A 17ª edição marca a transformação do Videobrasil, originalmente dedicado à produção em vídeo, em uma plataforma que une outras mídias e suportes. “O Festival não se abre a todas as manifestações artísticas por acaso, mas como resultado de um processo que vem acompanhando a mudança no papel das linguagens audiovisuais na produção contemporâneas”, diz a curadora-geral Solange Farkas. E a escolha de Eliasson como artista convidado reforça esta mudança. “Quando pensei em qual artista trazer para essa edição do festival, já sabia que seria o Olafur há muito tempo. A idéia era trazer um artista que dialogasse com isso que queremos apontar, uma arte híbrida, aberta, que dialoga com a ciência, com o entorno e com o espectador, que participa da obra quase como um dispositivo. A particularidade do Olafur é trabalhar com questões trazidas pela ciência, pelo cinema, pela tecnologia, de uma forma que já não comporta qualquer limitação por linguagem e que se impõe como experiência sensorial”.

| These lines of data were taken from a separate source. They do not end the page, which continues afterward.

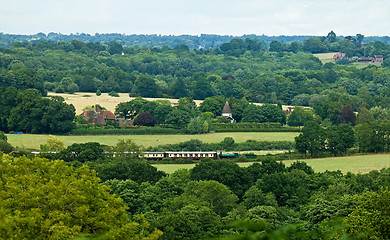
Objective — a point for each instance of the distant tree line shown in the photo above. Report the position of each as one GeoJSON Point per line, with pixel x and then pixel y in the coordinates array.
{"type": "Point", "coordinates": [27, 111]}
{"type": "Point", "coordinates": [154, 40]}
{"type": "Point", "coordinates": [217, 193]}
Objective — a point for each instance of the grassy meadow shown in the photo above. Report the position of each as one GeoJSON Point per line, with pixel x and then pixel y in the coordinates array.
{"type": "Point", "coordinates": [354, 164]}
{"type": "Point", "coordinates": [33, 141]}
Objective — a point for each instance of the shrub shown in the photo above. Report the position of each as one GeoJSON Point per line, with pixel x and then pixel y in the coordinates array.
{"type": "Point", "coordinates": [2, 136]}
{"type": "Point", "coordinates": [145, 119]}
{"type": "Point", "coordinates": [6, 147]}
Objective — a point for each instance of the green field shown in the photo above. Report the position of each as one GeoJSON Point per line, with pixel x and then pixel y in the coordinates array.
{"type": "Point", "coordinates": [33, 141]}
{"type": "Point", "coordinates": [354, 164]}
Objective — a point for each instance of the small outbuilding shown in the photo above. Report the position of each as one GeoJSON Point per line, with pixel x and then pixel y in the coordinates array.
{"type": "Point", "coordinates": [227, 112]}
{"type": "Point", "coordinates": [99, 117]}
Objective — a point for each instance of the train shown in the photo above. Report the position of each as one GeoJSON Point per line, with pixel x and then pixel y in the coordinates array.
{"type": "Point", "coordinates": [193, 155]}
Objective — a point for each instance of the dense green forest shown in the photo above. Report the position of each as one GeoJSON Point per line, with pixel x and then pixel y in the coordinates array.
{"type": "Point", "coordinates": [153, 40]}
{"type": "Point", "coordinates": [283, 73]}
{"type": "Point", "coordinates": [43, 199]}
{"type": "Point", "coordinates": [73, 197]}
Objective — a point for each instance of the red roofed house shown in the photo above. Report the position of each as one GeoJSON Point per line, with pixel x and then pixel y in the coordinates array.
{"type": "Point", "coordinates": [98, 117]}
{"type": "Point", "coordinates": [378, 58]}
{"type": "Point", "coordinates": [338, 56]}
{"type": "Point", "coordinates": [227, 112]}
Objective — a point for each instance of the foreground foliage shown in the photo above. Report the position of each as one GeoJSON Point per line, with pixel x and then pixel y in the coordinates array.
{"type": "Point", "coordinates": [40, 199]}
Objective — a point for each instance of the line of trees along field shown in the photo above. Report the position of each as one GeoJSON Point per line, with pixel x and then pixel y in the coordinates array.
{"type": "Point", "coordinates": [43, 199]}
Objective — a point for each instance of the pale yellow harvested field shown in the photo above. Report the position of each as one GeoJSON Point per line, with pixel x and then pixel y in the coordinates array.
{"type": "Point", "coordinates": [325, 57]}
{"type": "Point", "coordinates": [83, 99]}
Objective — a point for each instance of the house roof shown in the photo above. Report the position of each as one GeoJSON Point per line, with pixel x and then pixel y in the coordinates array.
{"type": "Point", "coordinates": [98, 117]}
{"type": "Point", "coordinates": [226, 108]}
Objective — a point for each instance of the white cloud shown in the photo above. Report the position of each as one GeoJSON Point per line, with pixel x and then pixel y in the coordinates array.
{"type": "Point", "coordinates": [278, 17]}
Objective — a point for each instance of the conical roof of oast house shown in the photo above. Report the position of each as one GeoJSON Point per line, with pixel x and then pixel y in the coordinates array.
{"type": "Point", "coordinates": [226, 108]}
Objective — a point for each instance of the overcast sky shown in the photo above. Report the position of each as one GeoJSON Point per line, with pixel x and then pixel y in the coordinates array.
{"type": "Point", "coordinates": [176, 17]}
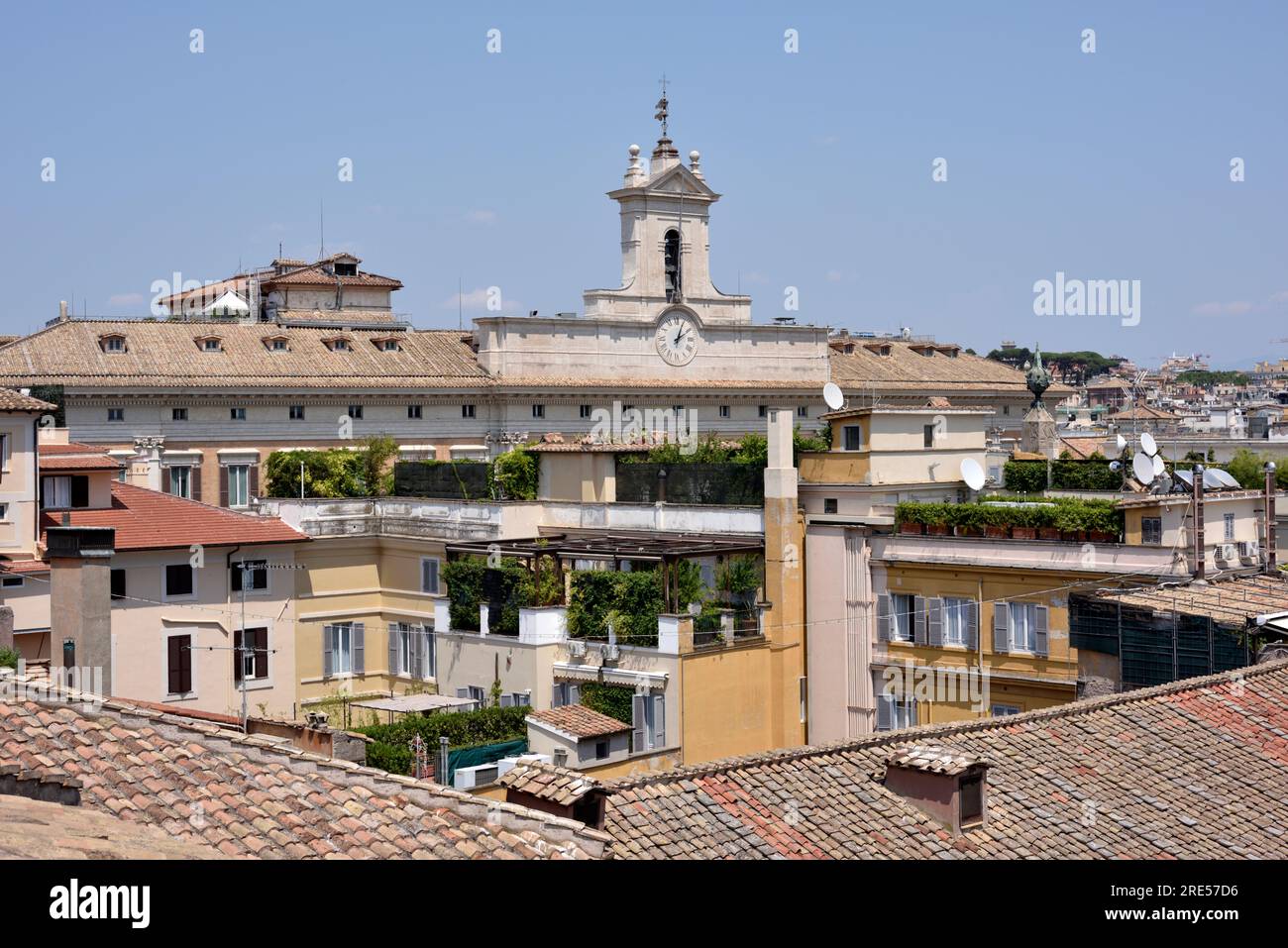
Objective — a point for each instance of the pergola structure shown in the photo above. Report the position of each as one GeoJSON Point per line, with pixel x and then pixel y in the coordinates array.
{"type": "Point", "coordinates": [651, 546]}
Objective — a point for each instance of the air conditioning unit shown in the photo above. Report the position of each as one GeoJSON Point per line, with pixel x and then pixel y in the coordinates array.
{"type": "Point", "coordinates": [472, 777]}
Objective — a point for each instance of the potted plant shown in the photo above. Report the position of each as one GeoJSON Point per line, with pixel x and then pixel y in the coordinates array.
{"type": "Point", "coordinates": [996, 522]}
{"type": "Point", "coordinates": [936, 517]}
{"type": "Point", "coordinates": [967, 520]}
{"type": "Point", "coordinates": [1022, 523]}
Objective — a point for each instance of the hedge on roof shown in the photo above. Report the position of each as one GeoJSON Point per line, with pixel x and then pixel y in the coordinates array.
{"type": "Point", "coordinates": [1067, 514]}
{"type": "Point", "coordinates": [390, 749]}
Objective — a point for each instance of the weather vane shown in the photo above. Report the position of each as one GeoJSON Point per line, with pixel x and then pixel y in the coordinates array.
{"type": "Point", "coordinates": [661, 106]}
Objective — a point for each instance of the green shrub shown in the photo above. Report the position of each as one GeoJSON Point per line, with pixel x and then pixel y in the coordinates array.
{"type": "Point", "coordinates": [467, 588]}
{"type": "Point", "coordinates": [634, 596]}
{"type": "Point", "coordinates": [390, 749]}
{"type": "Point", "coordinates": [614, 700]}
{"type": "Point", "coordinates": [515, 475]}
{"type": "Point", "coordinates": [331, 473]}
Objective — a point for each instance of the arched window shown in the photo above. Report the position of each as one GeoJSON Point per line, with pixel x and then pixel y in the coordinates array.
{"type": "Point", "coordinates": [671, 264]}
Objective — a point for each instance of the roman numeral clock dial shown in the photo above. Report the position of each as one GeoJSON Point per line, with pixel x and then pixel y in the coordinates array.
{"type": "Point", "coordinates": [677, 339]}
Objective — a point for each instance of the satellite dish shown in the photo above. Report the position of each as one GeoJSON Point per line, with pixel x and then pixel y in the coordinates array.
{"type": "Point", "coordinates": [1227, 478]}
{"type": "Point", "coordinates": [1142, 468]}
{"type": "Point", "coordinates": [833, 395]}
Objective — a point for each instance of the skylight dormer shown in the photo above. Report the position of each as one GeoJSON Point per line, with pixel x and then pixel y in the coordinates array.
{"type": "Point", "coordinates": [112, 342]}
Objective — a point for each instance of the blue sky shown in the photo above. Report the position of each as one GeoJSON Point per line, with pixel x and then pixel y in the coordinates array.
{"type": "Point", "coordinates": [490, 168]}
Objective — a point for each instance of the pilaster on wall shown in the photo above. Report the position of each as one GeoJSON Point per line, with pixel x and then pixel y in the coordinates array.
{"type": "Point", "coordinates": [785, 586]}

Eliasson (nascido em Copenhagen, em 1967) é hoje um dos mais importantes nomes da arte contemporânea. Ele cria instalações espetaculares que combinam luz, água, temperatura, fumaça e movimento. Suas obras estabelecem uma relação imediata não só com o espaço arquitetônico como também com o seu entorno. E principalmente com o público. Segundo o artista, o título Seu corpo da obra toca o papel crucial do espectador na criação de sentidos para a obra, ao mesmo tempo em que sublinha o caráter abrangente do conteúdo. “Você trabalha a vida inteira, e tudo o que faz e aprende se inscreve em seu corpo. Você é um espectador-produtor da própria história, já que contribui, ou dá, mais do que recebe”, afirma.
O ponto de partida para a concepção da exposição brasileira foram as suas impressões e indagações sobre os espaços da cidade. No SESC Pompéia, antiga fábrica de tambores transformada em espaço cultural nos anos 1980, as concepções de Eliasson encontram os espaços generosos projetados pela arquiteta ítalo-brasileira Lina Bo Bardi para a convivência e a fruição da população do entorno. “A exposição propõe uma rede de experiências em torno de uma geografia temporária para São Paulo, criando uma série de narrativas que se somam na experiência do espectador”, diz Jochen Volz, curador da exposição e diretor artístico do Instituto Inhotim, em Minas Gerais, que possui três trabalhos do artista em seu acervo.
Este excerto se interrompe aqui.